One of the ways we measure that, (and I want to stress that it is only one  of the ways, not the only way) is in terms of money.

Money is work, effort, and time taken and compressed into a transferable medium; it is a convenient way for us to deal with one another.

It is much easier to purchase a pair of shoes with money than with a sack of potatoes or an hour of teaching.

It is easier for us to assist Bette McCrandall in Liberia by bank transfer than by physically carrying books and supplies to her.

Money is useful, and how we use it is a measure of what we value.

 

The congregation's financial secretary has just finished the annual statements and they will be in the mail in a few days.

Our treasurer looks at them in terms of raw dollars, in order to accomplish all of the things that we want to do as a parish.

 

I look at them as a spiritual doctor looking at a spiritual CAT-scan.

Some of them show significant portions  given from small incomes; others show  tiny amounts from much larger incomes.

Let's just say that there is plenty of spiritual illness in the congregation.

Let's be clear:

Our financial giving as well as the giving we do in terms of time and skills cannot pay enough for the value of Christ's death on the cross and his resurrection promise to us.

None of us can do that.

God doesn't need things from us, because everything in all of creation already belongs to him.

But we need to give time, money, skills, etc., not in order to bribe God or to change God, or to manipulate God in some way,

but to change us.

 

So that we will come to acknowledge who is that owns it all anyway,

so that we can provide the means and energy for telling the rest of the world about Jesus,

so that we can show a sample of the true nature of things,

when God's creation is complete,

when all give of themselves fully and freely in Jesus' name.

 

Those are things of great significance.

Those are the things that make the use of money and time and skill and thought worth all of the effort we put into it.

 

At Christmastime and several other times a year, we invite everyone to walk in the offertory procession.

Perhaps you have an offering envelope, perhaps you have a food item or something else in your hand.

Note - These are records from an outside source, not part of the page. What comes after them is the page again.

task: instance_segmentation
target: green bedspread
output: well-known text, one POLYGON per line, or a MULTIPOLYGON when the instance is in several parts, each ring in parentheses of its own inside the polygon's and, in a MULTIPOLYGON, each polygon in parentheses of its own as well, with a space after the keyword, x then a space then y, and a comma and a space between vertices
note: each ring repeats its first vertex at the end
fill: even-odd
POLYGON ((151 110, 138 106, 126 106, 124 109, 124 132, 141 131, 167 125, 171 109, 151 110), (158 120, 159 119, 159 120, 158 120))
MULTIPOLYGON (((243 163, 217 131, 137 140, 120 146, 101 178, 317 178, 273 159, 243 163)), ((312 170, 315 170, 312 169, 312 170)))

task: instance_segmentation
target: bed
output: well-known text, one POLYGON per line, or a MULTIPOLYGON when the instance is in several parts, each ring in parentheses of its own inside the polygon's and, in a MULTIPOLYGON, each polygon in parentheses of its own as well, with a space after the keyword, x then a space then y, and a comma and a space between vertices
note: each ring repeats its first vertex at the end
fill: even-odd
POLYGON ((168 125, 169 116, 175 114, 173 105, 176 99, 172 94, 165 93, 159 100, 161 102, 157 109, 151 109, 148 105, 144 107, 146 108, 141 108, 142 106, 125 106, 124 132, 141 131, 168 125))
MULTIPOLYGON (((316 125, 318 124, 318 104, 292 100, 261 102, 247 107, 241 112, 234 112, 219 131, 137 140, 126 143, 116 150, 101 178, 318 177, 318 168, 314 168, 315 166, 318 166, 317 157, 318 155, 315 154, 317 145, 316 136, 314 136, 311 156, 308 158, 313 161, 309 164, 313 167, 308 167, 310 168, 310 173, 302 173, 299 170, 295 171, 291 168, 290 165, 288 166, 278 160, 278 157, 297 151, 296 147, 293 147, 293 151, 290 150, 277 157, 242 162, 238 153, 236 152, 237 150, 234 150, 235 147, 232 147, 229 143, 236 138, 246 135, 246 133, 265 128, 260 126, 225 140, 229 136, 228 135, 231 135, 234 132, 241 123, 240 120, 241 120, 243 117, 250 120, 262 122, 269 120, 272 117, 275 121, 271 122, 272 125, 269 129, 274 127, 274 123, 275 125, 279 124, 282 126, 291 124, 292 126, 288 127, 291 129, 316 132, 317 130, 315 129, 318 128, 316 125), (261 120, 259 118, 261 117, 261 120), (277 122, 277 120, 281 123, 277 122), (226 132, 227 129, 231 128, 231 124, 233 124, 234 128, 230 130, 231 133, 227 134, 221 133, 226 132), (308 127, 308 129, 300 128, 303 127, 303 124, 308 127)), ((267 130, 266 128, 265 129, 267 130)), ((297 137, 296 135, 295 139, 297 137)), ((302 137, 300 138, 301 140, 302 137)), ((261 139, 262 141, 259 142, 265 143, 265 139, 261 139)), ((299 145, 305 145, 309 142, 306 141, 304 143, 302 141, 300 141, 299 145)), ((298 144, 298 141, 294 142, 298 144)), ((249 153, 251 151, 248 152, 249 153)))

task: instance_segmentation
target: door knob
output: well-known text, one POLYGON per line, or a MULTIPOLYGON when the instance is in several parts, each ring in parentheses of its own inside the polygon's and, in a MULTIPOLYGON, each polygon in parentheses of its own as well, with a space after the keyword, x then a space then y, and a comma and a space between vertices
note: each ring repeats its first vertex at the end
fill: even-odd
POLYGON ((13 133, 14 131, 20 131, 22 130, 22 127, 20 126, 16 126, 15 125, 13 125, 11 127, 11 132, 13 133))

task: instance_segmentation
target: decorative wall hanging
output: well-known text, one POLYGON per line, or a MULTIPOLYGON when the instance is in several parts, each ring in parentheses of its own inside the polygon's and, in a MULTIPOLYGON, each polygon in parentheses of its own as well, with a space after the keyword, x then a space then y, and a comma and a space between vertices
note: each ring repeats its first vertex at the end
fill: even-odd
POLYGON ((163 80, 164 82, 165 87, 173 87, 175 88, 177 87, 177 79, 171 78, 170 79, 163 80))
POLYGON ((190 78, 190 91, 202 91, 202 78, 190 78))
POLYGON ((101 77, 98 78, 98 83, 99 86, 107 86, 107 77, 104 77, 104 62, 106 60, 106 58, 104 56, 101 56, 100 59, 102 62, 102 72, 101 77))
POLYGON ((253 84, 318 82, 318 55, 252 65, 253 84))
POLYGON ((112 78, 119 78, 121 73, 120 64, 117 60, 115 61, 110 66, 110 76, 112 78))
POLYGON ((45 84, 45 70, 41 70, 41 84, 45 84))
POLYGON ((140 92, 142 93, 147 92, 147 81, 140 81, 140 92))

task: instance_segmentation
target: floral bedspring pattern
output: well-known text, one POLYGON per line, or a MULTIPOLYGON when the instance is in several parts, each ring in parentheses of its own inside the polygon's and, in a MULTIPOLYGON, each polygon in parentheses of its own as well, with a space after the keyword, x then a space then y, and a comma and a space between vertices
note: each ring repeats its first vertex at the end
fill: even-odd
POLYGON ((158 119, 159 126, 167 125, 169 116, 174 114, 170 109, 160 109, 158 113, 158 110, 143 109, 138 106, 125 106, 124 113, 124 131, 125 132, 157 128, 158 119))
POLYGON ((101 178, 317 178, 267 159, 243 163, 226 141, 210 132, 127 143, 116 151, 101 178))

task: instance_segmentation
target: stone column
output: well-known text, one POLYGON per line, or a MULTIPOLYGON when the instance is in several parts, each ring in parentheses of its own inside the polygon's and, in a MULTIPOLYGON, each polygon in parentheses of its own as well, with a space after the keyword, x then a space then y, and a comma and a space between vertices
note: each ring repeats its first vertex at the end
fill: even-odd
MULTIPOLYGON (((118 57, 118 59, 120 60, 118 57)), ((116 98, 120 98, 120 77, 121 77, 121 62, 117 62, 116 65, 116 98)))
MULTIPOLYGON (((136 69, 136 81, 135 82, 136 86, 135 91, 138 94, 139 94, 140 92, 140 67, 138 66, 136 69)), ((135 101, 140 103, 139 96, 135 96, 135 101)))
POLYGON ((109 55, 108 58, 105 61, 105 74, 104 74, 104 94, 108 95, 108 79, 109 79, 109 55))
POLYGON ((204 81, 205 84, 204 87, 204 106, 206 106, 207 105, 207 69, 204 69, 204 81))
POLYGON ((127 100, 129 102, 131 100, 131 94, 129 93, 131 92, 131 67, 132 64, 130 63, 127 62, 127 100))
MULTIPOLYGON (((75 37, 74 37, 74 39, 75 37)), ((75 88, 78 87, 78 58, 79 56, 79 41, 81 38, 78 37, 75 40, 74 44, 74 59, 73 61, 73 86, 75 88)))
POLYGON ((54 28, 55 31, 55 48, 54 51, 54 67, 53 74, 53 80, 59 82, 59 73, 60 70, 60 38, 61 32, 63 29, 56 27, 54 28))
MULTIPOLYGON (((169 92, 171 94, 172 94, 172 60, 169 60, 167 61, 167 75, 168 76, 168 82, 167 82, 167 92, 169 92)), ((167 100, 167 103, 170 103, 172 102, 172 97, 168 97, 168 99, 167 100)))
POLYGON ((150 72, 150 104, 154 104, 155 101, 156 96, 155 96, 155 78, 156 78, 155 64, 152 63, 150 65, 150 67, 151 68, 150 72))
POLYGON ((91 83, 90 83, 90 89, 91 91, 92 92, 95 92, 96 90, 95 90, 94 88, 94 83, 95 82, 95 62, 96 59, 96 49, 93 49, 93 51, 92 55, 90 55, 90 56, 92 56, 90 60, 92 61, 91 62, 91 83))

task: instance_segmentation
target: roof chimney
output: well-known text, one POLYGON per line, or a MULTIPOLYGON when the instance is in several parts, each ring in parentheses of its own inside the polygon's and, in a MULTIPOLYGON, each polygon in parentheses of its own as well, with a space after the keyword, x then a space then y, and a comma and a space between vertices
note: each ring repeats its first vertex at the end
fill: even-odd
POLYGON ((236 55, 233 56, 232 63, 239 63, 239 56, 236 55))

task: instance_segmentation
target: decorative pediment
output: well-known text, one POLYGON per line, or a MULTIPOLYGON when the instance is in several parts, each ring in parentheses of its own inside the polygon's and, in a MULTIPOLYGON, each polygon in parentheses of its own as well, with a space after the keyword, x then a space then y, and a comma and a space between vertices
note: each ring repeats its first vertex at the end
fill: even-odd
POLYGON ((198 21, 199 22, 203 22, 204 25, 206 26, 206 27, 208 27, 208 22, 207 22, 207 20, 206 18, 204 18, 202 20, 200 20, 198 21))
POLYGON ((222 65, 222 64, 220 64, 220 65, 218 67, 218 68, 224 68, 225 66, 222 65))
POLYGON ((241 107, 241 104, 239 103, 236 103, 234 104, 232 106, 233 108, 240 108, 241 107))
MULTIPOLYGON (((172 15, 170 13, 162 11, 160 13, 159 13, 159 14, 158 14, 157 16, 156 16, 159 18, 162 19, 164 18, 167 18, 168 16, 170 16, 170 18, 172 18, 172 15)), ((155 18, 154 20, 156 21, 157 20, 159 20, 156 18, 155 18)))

But whether or not you have one of those things, everyone is still invited to walk in that procession if you are physically able,

because each of us is become personally a part of the offering itself...our time, our thought, our effort, our prayers, and that little walk are ways of expressing it,

of saying it to God and to each other that this is what we intend to do,

of what we intend to become,

to the things to which we aspire in the coming days and years.

I was thinking about all of this when it came time to develop a cover for the bulletin today.  My first choice was the one that is printed on the back of the inset page in today's bulletin.

It is a wonderful drawing of the three gifts.

But then I thought, No, wait, that is the wrong focus, and so we selected the one printed on the bulletin cover.

The important thing is not the gift, but the persons...these foreigners, these outsiders, who travel and present themselves with their gifts before Jesus,

 recognizing that God is up to something wonderful in this Holy Child.

May this be a great Epiphany for us:
the only true gift is the gift of oneself. Amen.

 

Please note: The preceding sermon is provided as a resource for the thought, prayer, and meditation of the members and friends of St. Mark's. It is the residue of a verbal event, and thus it does not have academic footnotes and other details that would be expected in a written document. The writer gladly acknowledges the prior thought and work of many Christians before him.